Wednesday, August 25, 2010

white elephant by white house

When Borders started expanding nationally in the late 1980s and early 1990s, the DC market was a major one. Borders #10, #29, #45, #50, #89, #112, an overrepresentation of their best stores. Borders #50 at 18th and L Sts. in downtown Washington was probably for a very very long time one of the best Borders in the country, maybe even one of the best bookstores in the country. An incredible depth of selection, sold tons of books, lunchtime at the store was like a gold mine five days a week.

So ten years ago, when Borders opened up a new store in downtown DC around a mile from their downtown flagship and right by the White House, big things were clearly expected. Huge store on two main levels each with one or two mezzanine levels, filled with books in all shapes, sizes, varieties.

And it was a white elephant.

It just never sold the quantity of books that you'd expect from a store that was clearly designed to be a major store.

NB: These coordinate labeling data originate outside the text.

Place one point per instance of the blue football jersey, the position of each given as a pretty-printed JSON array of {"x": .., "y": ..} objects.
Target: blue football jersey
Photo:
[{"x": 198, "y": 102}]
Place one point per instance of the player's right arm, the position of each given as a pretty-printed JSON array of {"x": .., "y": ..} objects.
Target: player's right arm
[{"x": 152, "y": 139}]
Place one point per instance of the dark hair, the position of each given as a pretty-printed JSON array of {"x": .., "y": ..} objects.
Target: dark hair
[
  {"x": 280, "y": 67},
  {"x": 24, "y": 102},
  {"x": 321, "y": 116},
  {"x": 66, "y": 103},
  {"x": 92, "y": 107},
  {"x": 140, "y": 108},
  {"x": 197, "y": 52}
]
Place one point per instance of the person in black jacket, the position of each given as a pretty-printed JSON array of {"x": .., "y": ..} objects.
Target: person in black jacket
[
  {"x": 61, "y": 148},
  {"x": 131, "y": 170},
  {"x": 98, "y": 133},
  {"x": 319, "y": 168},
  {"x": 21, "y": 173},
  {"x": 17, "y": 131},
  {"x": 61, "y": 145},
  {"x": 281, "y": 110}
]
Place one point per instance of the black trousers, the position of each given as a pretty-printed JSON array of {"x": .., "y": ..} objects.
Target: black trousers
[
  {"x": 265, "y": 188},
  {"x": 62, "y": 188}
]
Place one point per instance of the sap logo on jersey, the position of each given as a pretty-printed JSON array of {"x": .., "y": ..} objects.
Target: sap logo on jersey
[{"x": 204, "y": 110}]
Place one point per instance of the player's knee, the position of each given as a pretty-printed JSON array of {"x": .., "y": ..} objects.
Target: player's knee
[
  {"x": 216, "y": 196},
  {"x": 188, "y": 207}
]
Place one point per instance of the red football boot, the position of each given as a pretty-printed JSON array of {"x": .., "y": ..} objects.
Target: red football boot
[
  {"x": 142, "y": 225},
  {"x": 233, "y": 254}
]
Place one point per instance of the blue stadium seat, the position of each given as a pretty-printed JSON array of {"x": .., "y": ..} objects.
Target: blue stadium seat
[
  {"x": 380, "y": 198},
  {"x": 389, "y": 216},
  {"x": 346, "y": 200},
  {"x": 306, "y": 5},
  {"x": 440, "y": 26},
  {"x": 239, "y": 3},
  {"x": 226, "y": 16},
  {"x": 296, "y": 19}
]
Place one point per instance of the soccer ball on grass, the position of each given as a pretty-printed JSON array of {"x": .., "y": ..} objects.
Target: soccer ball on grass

Not even close. Maybe it was because it was a downtown location that looked nice but really wasn't. One block from the White House meant the store could only be approached from one direction, so even though it was in the middle of downtown it was at the same time on the edge of downtown, with less ability to draw the day crowd from a radius.

And now the white elephant is closed. Noticed on that last trip to DC that they were having a going out of business store at that location. I did some math and asked an employee if it was a ten-year lease that was up, which is kind of what it was. Twenty year lease, but some kind of buyout option or such halfway through, so Borders is gone and a local restaurant chain will turn the space into a downstairs night club and an upstairs restaurant, which might give you an idea of the space that the downstairs could become a night spot. You can read about the plans in the Washington Post article here.

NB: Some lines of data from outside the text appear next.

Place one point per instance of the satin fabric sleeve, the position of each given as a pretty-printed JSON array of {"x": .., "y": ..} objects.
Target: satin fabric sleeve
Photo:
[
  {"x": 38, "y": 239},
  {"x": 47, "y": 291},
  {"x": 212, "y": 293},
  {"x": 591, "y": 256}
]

This is in keeping with a pronouncement during a conference call earlier in the year that Borders would try and be more aggressive in getting out of bad leases, so this is a good thing and a sad thing. I mean, I'm never entirely happy to see a bookstore close, but I can't imagine with the rent this location must have carried and the volume the store was doing that Borders ever made a dime at this location. And when you have to start taking a big space like this that was designed to have a big music and movies department, only there aren't any sales in music and movies any longer, and start renovating out the music and movies and still making the store look somewhat filled with merchandise... part of me wishes they'd known 18 months ago the store wasn't long for the world and not spent whatever they spent on the last round of renovations, same thing at the West Hollywood Borders that closed at the start of 2010.

And yet as happy as I kind of am to see that Borders will no longer be allocating resources to this white elephant, I remember the excitement I felt on my first visit ten years ago, exploring every nook and cranny of a huge space lovingly designed to be a showplace for the printed word.

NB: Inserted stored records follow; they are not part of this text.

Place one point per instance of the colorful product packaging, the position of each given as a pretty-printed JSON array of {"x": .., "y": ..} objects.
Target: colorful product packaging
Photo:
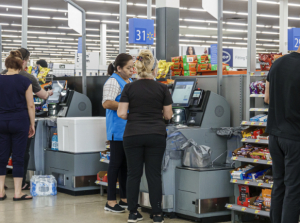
[
  {"x": 189, "y": 59},
  {"x": 190, "y": 66}
]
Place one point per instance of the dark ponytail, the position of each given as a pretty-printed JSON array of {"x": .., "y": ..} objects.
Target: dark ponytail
[{"x": 121, "y": 61}]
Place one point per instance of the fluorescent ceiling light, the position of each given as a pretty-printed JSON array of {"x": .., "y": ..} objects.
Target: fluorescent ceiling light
[
  {"x": 59, "y": 18},
  {"x": 10, "y": 6}
]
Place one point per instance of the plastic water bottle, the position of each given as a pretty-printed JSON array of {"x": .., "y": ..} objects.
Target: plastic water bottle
[{"x": 54, "y": 142}]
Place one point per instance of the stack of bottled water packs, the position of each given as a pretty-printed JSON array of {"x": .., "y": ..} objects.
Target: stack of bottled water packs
[{"x": 43, "y": 185}]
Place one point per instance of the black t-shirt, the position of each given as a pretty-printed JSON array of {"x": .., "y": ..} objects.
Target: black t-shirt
[
  {"x": 146, "y": 100},
  {"x": 35, "y": 84},
  {"x": 284, "y": 109}
]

The 18th and L store is still there, and still good, but will never be as good as it was. After three rounds of renovation most of the character was renovated out of it. And in the cash flow crisis two years ago, the depth of selection at the truly great Borders stores was one of the things that was foolishly sacrificed and can never be regained.

Borders alas has a lot of legacy real estate like store #412 in downtown DC, very big boxes that were designed for selling categories of merchandise that no longer exist to sell profitably.

Other Borders news, I did see a big red table at the Columbus Circle store that will be the home of their AreaE space for selling e-book readers in a Borders the same way B&N has been devoting space to the Nook. I'm curious to see how that will go.